Ce qu’il faut retenir :
- Le Brent gagne 2,1 % et dépasse 100 dollars le baril, un niveau plus vu depuis le 24 juillet.
- Les forces américaines affirment avoir détruit cinq pétroliers iraniens mardi.
- Le cours avait culminé à 126 dollars fin avril avant de retomber à 70 après le cessez-le-feu de juillet.
Le Brent a dépassé mercredi les 100 dollars le baril, en hausse de 2,1 %, pour la première fois depuis le 24 juillet. La référence internationale du pétrole réagit à l’escalade au Moyen-Orient et aux craintes qu’elle fait peser sur l’approvisionnement mondial.
L’enchaînement des dernières quarante-huit heures
Les États-Unis et l’Iran s’affrontent pour le contrôle du détroit d’Ormuz, avec des frappes réciproques visant le trafic maritime.
Mardi, les forces américaines ont affirmé avoir détruit cinq pétroliers iraniens. Le commandement central américain présente ces frappes comme une riposte aux tirs de missiles balistiques des Gardiens de la révolution contre un navire de guerre américain, à deux reprises au cours des deux derniers jours.
Téhéran a annoncé mercredi matin avoir visé en retour deux navires américains et huit pétroliers, en leur infligeant de lourds dégâts. Les Gardiens de la révolution affirment par ailleurs avoir pris pour cible dix navires ayant tenté de franchir ce qu’ils décrivent comme la zone interdite et dangereuse du détroit.
Le même corps revendique des frappes de missiles balistiques sur la base aérienne américaine d’Al-Azraq, en Jordanie, où auraient été touchés des hangars de maintenance, des installations de préparation et des abris pour avions de chasse.
Une trajectoire en dents de scie depuis six mois
Le parcours du baril résume l’évolution du conflit.
Le cours avait atteint 126 dollars fin avril, au plus fort des hostilités, avant de retomber à 70 dollars après l’accord de cessez-le-feu conclu début juillet.
La remontée s’étale sur les six dernières semaines, à mesure que les attaques contre le trafic maritime se poursuivaient et que l’hypothèse d’une résolution rapide s’éloignait.
Le risque d’une nouvelle pénurie
Opérateurs et analystes mettent en garde contre un resserrement de l’offre, dans un contexte où les États puisent dans leurs réserves stratégiques.
Ce point mérite attention. Ces réserves ont amorti le choc des premiers mois de conflit, mais elles constituent un tampon fini. Plus elles s’épuisent, moins il reste d’instruments pour contenir une hausse des prix, et plus le marché devient sensible à chaque incident.

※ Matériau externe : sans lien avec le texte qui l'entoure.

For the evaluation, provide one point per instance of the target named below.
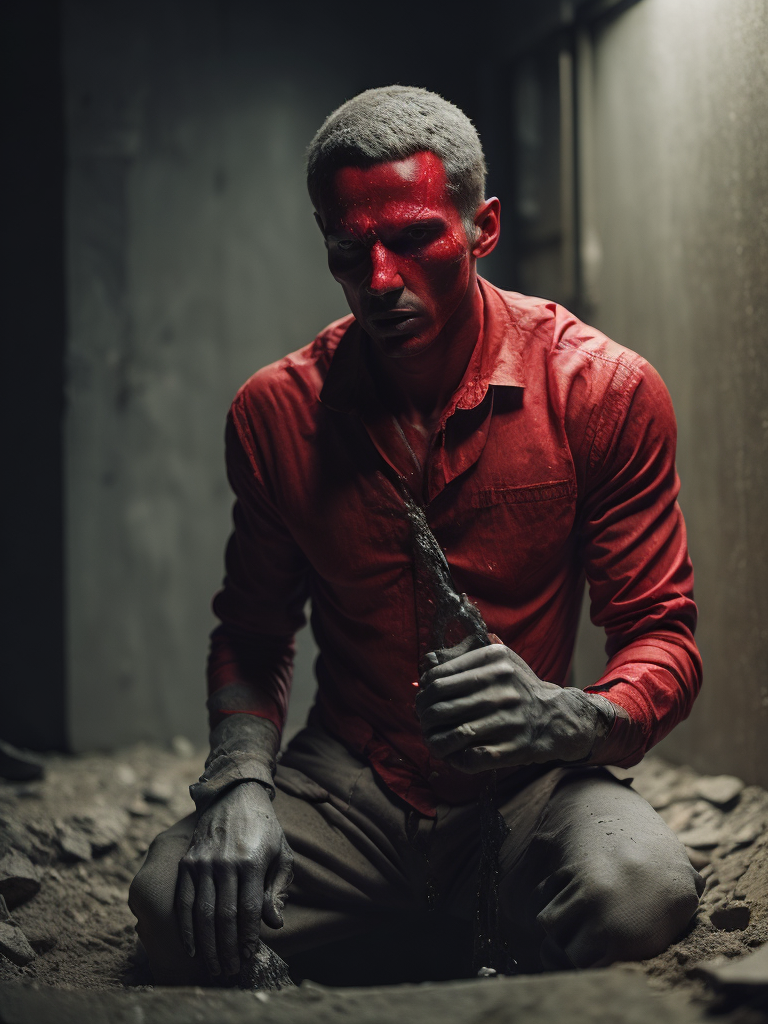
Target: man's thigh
(347, 837)
(603, 879)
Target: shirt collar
(497, 359)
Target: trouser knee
(638, 923)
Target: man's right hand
(237, 870)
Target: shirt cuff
(624, 743)
(226, 769)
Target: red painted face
(397, 247)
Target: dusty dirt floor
(71, 843)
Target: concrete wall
(194, 259)
(674, 115)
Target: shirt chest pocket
(504, 540)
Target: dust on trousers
(590, 875)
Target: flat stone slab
(611, 996)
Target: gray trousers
(590, 875)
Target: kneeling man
(542, 455)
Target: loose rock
(697, 858)
(13, 944)
(75, 845)
(182, 748)
(103, 827)
(138, 808)
(125, 774)
(158, 793)
(720, 790)
(19, 880)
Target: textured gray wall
(677, 261)
(194, 259)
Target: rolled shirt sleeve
(639, 573)
(261, 603)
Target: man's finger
(466, 709)
(184, 904)
(205, 924)
(464, 663)
(250, 899)
(275, 887)
(225, 881)
(463, 683)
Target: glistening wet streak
(489, 949)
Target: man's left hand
(487, 709)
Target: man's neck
(419, 388)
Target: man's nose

Ce que cela signifie pour les taux
L’effet dépasse les stations-service. Un baril à 100 dollars alimente l’inflation à un moment où trois banques centrales préparent des décisions.
Les chiffres publiés la semaine dernière montrent déjà cette transmission. L’inflation de la zone euro est remontée à 3,3 % en août, avec une composante énergétique en hausse de 14,3 %. La BCE doit relever son taux directeur cette semaine.

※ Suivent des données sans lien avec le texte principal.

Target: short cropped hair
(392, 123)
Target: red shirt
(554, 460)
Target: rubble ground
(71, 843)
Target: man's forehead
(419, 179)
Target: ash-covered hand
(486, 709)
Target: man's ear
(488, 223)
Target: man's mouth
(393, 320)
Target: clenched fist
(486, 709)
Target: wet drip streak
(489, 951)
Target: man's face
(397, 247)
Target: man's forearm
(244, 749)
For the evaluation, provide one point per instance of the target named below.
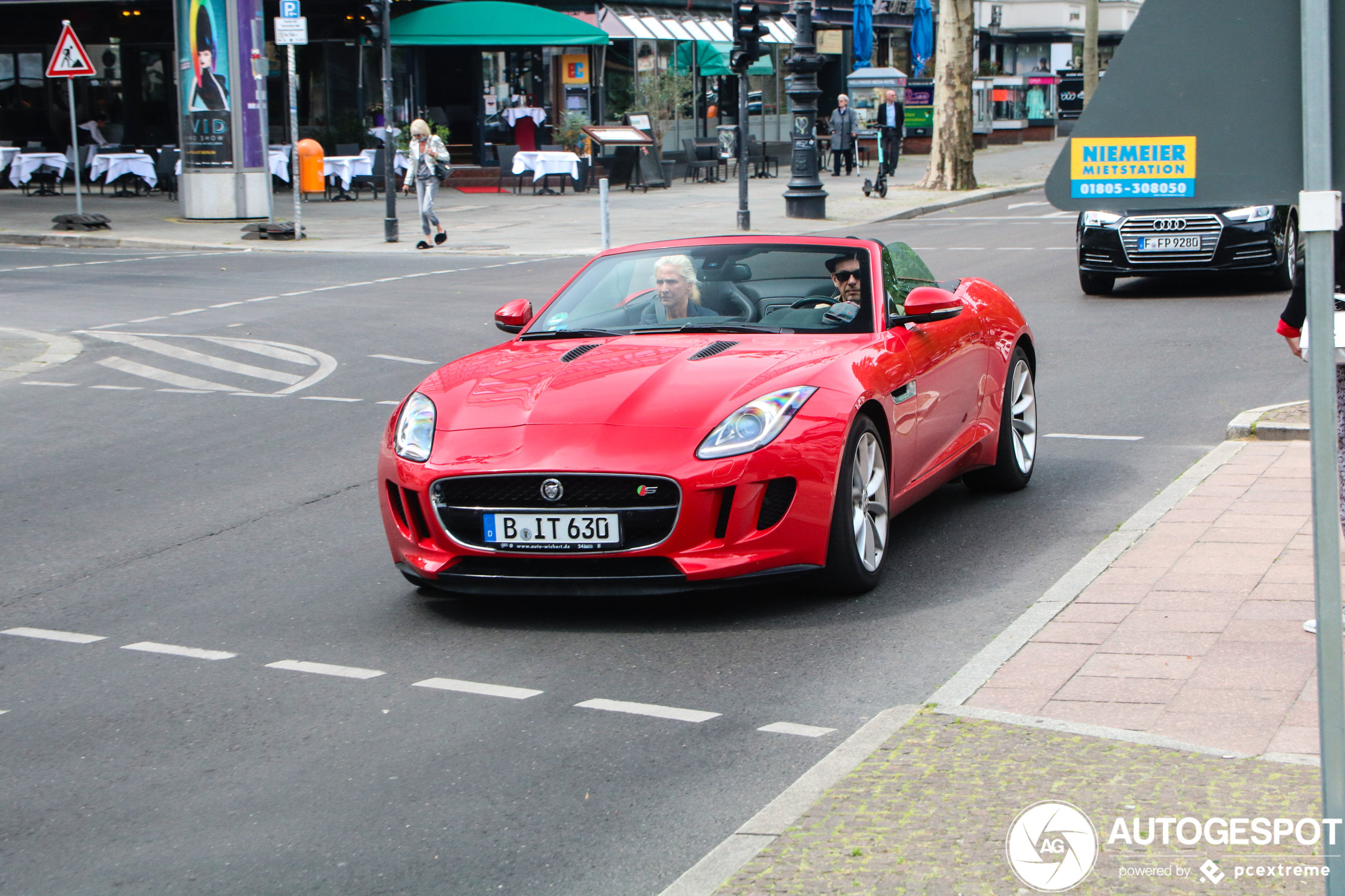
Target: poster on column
(205, 78)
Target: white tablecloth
(346, 167)
(26, 163)
(512, 116)
(111, 166)
(548, 163)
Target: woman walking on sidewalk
(427, 163)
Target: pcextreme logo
(1051, 847)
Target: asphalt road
(249, 526)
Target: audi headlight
(1251, 214)
(1100, 220)
(415, 435)
(755, 425)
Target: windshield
(718, 288)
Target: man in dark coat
(845, 129)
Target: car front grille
(1209, 228)
(646, 505)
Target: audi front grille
(1208, 228)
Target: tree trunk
(952, 153)
(1090, 50)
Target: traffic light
(372, 24)
(747, 35)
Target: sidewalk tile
(1094, 613)
(1114, 690)
(1133, 717)
(1187, 644)
(1124, 665)
(1144, 620)
(1074, 633)
(1023, 700)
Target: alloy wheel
(869, 502)
(1024, 417)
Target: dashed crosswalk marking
(48, 635)
(677, 714)
(791, 728)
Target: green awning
(492, 23)
(712, 58)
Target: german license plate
(1169, 243)
(577, 531)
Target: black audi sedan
(1147, 243)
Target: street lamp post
(805, 196)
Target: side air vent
(712, 350)
(579, 350)
(779, 496)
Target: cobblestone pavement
(928, 813)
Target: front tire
(858, 539)
(1095, 284)
(1017, 450)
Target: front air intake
(712, 350)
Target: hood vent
(579, 350)
(712, 350)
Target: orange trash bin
(311, 167)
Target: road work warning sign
(1133, 167)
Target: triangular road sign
(70, 58)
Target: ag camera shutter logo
(1052, 847)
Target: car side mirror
(927, 304)
(514, 316)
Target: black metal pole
(389, 143)
(805, 196)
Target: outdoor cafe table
(548, 163)
(111, 166)
(26, 163)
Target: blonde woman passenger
(677, 291)
(424, 156)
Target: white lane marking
(325, 669)
(73, 637)
(198, 358)
(649, 710)
(264, 348)
(477, 687)
(162, 375)
(399, 358)
(195, 653)
(791, 728)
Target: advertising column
(223, 174)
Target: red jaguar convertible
(708, 413)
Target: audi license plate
(573, 531)
(1169, 243)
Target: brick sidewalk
(1197, 632)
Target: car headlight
(1251, 214)
(1100, 220)
(755, 425)
(415, 435)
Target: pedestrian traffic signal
(747, 35)
(372, 26)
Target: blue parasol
(864, 34)
(922, 38)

Aux États-Unis, le rendement du Treasury à 10 ans se maintient près de 4,8 %, et les marchés attribuent environ 60 % de probabilité à une hausse des taux les 15 et 16 septembre. La Banque du Japon se prononce le 18.

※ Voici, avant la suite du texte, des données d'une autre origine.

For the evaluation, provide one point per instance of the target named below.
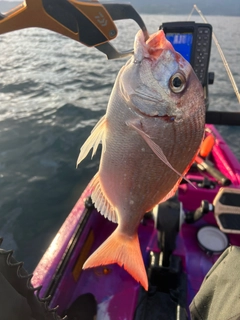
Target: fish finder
(193, 41)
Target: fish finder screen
(182, 43)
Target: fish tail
(123, 250)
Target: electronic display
(182, 43)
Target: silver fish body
(151, 133)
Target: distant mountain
(208, 7)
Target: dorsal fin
(101, 202)
(96, 137)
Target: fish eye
(177, 82)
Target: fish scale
(151, 134)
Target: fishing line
(224, 60)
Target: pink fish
(150, 135)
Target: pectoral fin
(156, 149)
(97, 136)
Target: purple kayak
(177, 263)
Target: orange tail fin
(123, 250)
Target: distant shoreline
(161, 7)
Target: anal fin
(101, 201)
(123, 250)
(97, 136)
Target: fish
(150, 135)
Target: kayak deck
(116, 292)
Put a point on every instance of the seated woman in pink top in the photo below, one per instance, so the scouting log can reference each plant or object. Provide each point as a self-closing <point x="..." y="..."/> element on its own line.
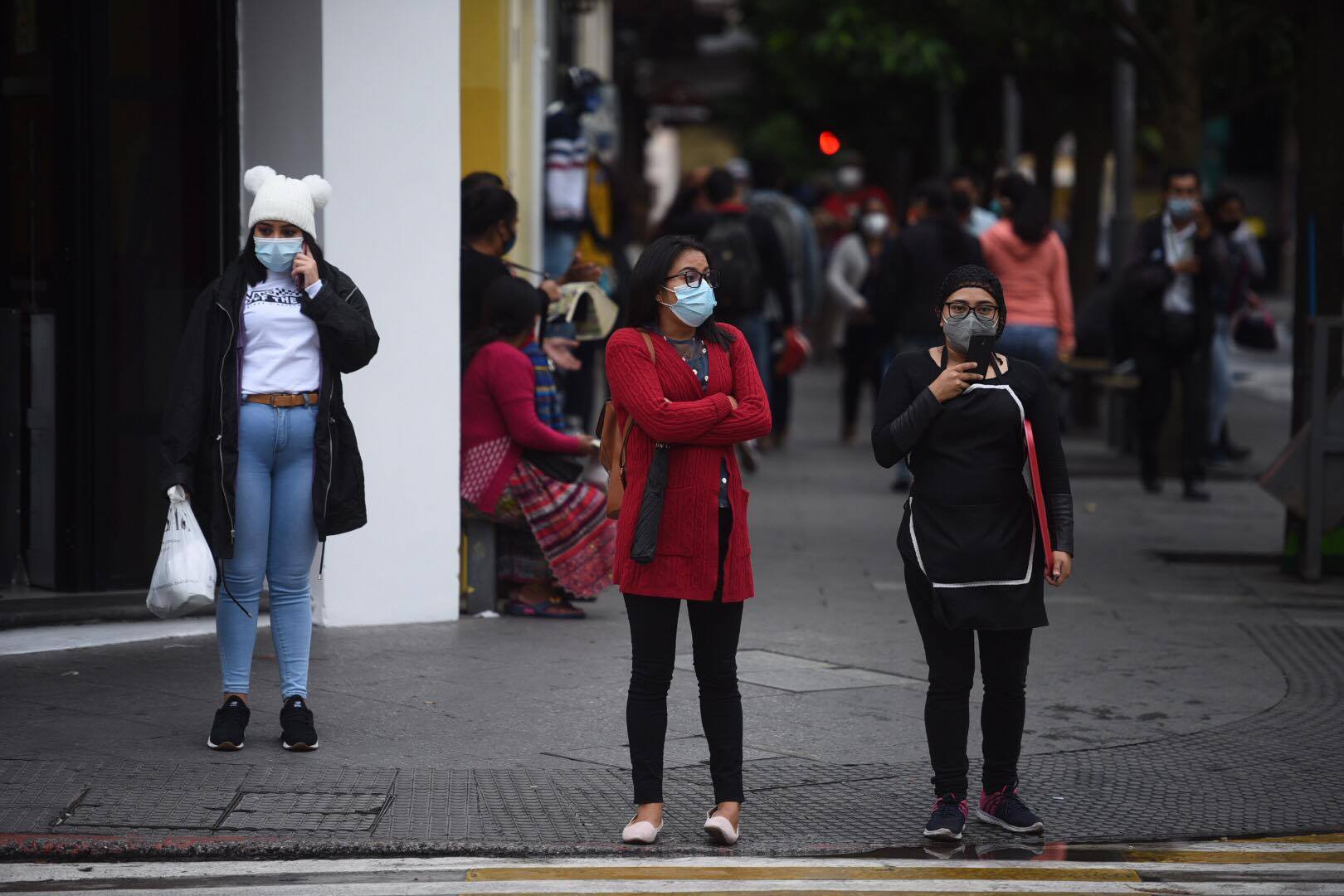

Le paradoxe reste entier pour ces institutions. Relever les taux ne fera pas baisser le prix du baril, dont la trajectoire dépend d’un détroit à plusieurs milliers de kilomètres. Ces hausses visent à empêcher que le choc énergétique ne se diffuse aux salaires et aux prix des services.
Et maintenant ?
Deux publications américaines tomberont avant la décision de la Réserve fédérale : l’indice des prix à la production jeudi, celui des prix à la consommation vendredi, où la composante sous-jacente est attendue en repli à 2,4 %.
Ces chiffres portent sur le mois d’août. Ils ne captureront donc pas la remontée du baril observée cette semaine, ce qui rend leur lecture délicate : une inflation en repli sur des données passées, face à un choc énergétique en cours.
Le facteur déterminant reste la sécurité du transit. Le détroit n’enregistrait plus qu’environ 16 passages par jour fin août, contre plus de 130 avant le conflit, et chaque navire touché réduit encore le nombre d’armateurs disposés à tenter la traversée.